TARIAN
HUJAN
Ditulis oleh Akhil Bashiroh
Demak, 30 januari 2016
Setiap kali hujan datang, aku sering
kali menyambutnya dengan cara menadahkan wajahku, membiarkan setiap bagian dari
mukaku dihujani air dari langit, lalu aku tersenyum usai mukaku di belai halus
oleh titik titik bekas air hujan yang berupa butiran-butiran seperti embun pagi
yang menyegarkan. Aku selalu menyukai hujan sampai suatu hari aku tidak lagi
menyukai hujan.
***
Petirnya yang menyambar-nyambar aku
anggap bagian terindah saat hujan turun. Aku membayangkannya: hujan adalah
dentingan piano dan petir adalah dramnya. Malam itu hujan menyapu jalanan
dengan derasnya, petir menyambar kesana kemari tak beraturan dan memaksa
anak-anak kecil yang tadinya menari riang gembira di bawah hujan berlari masuk
ke dalam rumah dan berlindung dibalik daster ibunya.
“Ibu... Ibu... ada petir, langit sedang marah, Bu.
Petirnya mengkilat-kilat di langit dan menyambar pohon kelapa Pak Zainal, Bu.”
“Ayo cepat mandi, keringkan badanmu dan pakai baju
yang hangat. Jangan keluar rumah saat hujan petir begini. Kau paham?”. “Iya,
Bu” si kecil yang kini menjadi anak tunggal
dalam rumah itu berlari dan sesegera melaksanakan perintah ibunya.

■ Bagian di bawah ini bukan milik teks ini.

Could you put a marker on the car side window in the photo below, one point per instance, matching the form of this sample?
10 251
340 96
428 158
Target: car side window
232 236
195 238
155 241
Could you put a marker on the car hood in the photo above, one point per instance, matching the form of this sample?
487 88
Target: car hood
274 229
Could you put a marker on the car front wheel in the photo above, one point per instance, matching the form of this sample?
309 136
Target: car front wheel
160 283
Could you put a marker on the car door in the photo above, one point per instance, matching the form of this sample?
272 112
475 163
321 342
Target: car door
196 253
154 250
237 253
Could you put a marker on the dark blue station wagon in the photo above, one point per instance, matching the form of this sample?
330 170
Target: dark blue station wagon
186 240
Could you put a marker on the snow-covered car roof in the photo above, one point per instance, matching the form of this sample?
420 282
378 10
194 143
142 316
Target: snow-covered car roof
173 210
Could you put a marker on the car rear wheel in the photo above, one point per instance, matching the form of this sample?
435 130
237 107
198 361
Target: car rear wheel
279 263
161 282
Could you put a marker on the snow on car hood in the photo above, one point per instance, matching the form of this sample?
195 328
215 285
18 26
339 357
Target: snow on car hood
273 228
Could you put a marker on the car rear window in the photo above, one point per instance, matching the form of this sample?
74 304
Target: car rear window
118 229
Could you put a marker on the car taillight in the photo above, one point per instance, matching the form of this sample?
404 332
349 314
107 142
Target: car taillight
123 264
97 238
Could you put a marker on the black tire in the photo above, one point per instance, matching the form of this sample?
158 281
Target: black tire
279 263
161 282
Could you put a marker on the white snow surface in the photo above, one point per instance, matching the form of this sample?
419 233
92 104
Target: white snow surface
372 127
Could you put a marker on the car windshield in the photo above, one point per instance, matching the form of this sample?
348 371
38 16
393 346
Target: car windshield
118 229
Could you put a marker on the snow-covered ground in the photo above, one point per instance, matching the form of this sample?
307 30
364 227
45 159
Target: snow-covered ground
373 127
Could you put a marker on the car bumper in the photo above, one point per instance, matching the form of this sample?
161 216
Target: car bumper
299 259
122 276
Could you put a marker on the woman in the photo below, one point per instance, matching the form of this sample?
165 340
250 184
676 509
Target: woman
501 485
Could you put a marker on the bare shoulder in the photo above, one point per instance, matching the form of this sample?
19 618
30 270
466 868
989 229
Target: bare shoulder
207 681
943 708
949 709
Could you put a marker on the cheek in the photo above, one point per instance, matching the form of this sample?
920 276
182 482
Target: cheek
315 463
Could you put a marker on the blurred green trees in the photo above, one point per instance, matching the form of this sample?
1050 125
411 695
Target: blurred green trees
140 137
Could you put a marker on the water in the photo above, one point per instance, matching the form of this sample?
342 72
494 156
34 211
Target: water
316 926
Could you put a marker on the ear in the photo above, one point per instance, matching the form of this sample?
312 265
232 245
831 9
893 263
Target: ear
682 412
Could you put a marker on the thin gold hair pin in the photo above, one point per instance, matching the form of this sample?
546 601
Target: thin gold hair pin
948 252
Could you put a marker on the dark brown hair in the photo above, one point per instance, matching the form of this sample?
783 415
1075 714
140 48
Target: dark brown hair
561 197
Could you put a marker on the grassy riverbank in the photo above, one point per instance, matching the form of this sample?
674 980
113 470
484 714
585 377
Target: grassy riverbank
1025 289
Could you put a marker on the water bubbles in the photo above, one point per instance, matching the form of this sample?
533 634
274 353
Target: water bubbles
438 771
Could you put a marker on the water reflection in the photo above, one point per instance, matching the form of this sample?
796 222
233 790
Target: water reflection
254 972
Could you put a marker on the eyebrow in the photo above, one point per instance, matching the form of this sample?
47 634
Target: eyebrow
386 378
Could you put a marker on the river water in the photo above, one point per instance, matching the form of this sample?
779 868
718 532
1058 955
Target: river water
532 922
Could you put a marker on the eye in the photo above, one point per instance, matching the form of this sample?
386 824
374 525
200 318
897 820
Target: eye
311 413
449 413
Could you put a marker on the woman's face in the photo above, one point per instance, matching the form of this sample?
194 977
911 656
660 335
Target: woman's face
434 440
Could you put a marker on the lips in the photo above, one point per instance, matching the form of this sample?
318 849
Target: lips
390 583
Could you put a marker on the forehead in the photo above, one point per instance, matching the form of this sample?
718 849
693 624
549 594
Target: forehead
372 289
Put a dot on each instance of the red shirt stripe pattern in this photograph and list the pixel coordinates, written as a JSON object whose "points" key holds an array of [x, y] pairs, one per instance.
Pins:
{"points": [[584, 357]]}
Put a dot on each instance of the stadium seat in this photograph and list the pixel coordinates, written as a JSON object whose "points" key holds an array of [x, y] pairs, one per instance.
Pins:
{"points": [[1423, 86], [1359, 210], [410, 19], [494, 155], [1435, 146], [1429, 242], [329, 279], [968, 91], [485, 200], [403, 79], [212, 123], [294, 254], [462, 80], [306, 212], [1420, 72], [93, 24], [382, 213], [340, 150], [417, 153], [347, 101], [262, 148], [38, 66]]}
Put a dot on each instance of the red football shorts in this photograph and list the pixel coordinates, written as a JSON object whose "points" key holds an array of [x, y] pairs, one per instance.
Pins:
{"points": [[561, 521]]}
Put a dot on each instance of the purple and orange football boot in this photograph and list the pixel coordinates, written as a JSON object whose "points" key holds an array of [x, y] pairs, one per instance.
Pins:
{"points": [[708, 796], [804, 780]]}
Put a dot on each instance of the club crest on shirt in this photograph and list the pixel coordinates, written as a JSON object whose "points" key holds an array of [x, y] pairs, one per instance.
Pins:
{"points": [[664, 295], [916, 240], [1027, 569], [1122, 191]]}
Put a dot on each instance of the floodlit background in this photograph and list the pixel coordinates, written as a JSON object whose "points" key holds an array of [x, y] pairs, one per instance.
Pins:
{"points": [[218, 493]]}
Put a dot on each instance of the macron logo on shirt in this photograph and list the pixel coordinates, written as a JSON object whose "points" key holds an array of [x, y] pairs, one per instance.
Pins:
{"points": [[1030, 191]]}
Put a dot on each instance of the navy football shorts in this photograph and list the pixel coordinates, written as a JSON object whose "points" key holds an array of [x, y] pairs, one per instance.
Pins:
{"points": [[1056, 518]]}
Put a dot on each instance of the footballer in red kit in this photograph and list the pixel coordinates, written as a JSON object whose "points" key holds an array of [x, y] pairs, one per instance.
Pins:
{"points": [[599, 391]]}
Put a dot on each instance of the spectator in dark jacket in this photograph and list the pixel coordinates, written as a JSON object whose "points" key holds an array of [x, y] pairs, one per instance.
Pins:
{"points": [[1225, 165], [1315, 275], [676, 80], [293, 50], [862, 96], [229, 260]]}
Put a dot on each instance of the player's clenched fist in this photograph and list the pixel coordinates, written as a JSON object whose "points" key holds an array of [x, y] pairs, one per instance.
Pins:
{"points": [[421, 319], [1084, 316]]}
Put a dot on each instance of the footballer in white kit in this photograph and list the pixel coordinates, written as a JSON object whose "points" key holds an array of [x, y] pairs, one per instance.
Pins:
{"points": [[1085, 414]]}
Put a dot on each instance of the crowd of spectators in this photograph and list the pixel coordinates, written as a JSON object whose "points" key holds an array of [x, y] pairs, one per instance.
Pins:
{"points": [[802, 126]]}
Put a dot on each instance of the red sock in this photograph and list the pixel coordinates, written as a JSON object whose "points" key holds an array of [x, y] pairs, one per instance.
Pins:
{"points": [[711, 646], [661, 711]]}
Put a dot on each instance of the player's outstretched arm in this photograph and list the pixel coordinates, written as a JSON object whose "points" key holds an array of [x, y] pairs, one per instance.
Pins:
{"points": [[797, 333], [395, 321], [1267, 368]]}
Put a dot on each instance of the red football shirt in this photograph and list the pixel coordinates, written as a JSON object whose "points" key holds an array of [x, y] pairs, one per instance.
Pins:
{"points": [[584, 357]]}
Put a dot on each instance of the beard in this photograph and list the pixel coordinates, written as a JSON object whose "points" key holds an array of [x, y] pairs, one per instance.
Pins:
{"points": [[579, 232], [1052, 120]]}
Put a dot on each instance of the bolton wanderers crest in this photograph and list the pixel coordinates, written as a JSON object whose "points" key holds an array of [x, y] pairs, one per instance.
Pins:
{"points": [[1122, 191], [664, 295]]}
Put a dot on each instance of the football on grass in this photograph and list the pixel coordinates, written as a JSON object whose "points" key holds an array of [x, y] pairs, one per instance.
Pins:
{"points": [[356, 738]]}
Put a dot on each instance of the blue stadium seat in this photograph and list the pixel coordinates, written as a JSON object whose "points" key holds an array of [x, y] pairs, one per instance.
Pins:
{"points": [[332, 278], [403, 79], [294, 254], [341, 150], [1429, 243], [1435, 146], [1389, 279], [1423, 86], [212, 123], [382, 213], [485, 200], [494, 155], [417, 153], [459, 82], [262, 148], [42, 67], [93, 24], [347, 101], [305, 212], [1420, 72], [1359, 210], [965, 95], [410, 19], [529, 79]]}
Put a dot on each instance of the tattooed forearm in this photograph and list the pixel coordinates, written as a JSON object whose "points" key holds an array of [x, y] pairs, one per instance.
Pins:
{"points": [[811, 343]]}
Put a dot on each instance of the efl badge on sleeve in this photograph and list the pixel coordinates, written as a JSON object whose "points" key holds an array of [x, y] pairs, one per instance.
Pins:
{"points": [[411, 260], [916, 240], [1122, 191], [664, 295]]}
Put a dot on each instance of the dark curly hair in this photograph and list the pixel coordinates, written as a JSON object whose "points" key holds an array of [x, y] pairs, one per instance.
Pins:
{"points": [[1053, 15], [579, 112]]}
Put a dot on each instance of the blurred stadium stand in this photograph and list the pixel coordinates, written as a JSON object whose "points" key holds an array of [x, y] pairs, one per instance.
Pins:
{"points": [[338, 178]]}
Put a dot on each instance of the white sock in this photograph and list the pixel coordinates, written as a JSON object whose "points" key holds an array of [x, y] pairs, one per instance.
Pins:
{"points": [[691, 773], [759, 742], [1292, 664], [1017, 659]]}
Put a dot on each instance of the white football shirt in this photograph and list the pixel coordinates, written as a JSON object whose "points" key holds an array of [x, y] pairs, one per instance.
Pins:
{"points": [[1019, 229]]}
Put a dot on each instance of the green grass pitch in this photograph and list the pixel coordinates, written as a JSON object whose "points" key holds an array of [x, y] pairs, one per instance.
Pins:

“Semoga rumah Pak Zaini tak tertimpa pohon kelapanya
yang tersambar petir. Semoga banjir tidak datang.” Gumam si Ibu dalam doa
sambil menutup semua jendela rumahnya agar air hujan tak masuk.
Suara hujan masih berirama di luar,terdengar
lirih dari dalam kamarku. Ada beberapa istri yang keluar rumah dan sesekali
menengok apakah suaminya sudah pulang, dan ada juga beberapa ibu yang menunggu
anaknya pulang sekolah dengan raut wajah tak pasti. Dengan memegangi payung
sambil berdiri di depan rumah sering kali raut wajahnya berubah-ubah.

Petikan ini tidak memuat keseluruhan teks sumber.